The team trained the computer to distinguish between cancerous tumor regions and normal regions based on a deep, multilayer convolutional network. To accomplish this, researchers had to amass huge amounts of data from which they could train their machine learning models.
And it isn’t just radiology. The emerging field of gene therapy maps pathologies to specific genetic mutations. This means that newly diagnosed cancer patients now routinely have their genes sequenced so oncologists can prescribe the most effective treatment.
The key to both of these life-saving advances? Petabytes and petabytes of data.

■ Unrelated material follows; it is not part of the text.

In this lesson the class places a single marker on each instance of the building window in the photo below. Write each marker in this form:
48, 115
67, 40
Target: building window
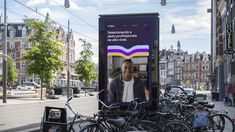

What the future holds and the global effort for open access to data
Back in 2016, Piero Scaruffi, cognitive scientist and author of “History of Silicon Valley” said: “The difference between oil and data is that the product of oil does not generate more oil (unfortunately), whereas the product of data (self-driving cars, drones, wearables) will generate more data (where do you normally drive, how fast/well you drive, who is with you)”.
Open data, big data and technology revolutions are stimulating for businesses, governments, and citizens.
Today, the industry is witnessing a wide variety of downsized technologies — miniaturization of sensors and satellites; a high number of private entrepreneurial missions, and adoption of new technologies such as AR/VR, artificial intelligence and machine learning, cloud, etc. How do we make all this data accessible for everyone? By making it open. Providing better environmental satellite data sharing policies and making practical recommendations for increasing global data sharing.
Open.NASA, for example, is an open innovation program in NASA’s Innovation Division, which creates many open data programs for both space professionals and enthusiasts. The NASA Space Apps Challenge Hackathon, NASA Datanauts, and the Data Bootcamp are projects which provide opportunities for citizens to easily get access and innovate with NASA’s open data, code, and APIs. All of this and much more is becoming plausible with an increase in space investments. More private sector companies – large, medium and small – are entering the earth observation foray redefining the very meaning of the what the future holds.
Autonomous vehicles (AVs) are also coming too. The benefits are widely known: safer roads, a boost to the economy and less rush-hour crowding. But perhaps the biggest benefit is a reduction in greenhouse gases (GHG) coming from automobiles. Research conducted by Poznan University professors estimates that autonomous vehicles could eventually reduce GHG by 40% to 60%. In this case, it requires hundreds of petabytes of data that form the data lake from which the AV self-driving advanced machine learning solutions will come. It doesn’t stop there. Each of these modern “computing platforms that happen to be mobile” will generate terabytes of data per week per vehicle. Even assuming a 75% reduction in the number of vehicles on the roads, that’s many exabytes of data per year. If a vehicle accident occurs, you can call up the images that the vehicles involved recorded to decide what caused the accident and which AV algorithms need improvements.
We are on the cusp of exploring an unprecedented abundance of innovation, research, resources and technological connection. All with Earth-bound resonance. Space isn’t just a moonshot. It’s transforming life, not just in orbit, but here on Earth.
And data isn’t just shaping the way our businesses run, it is shaping our lives.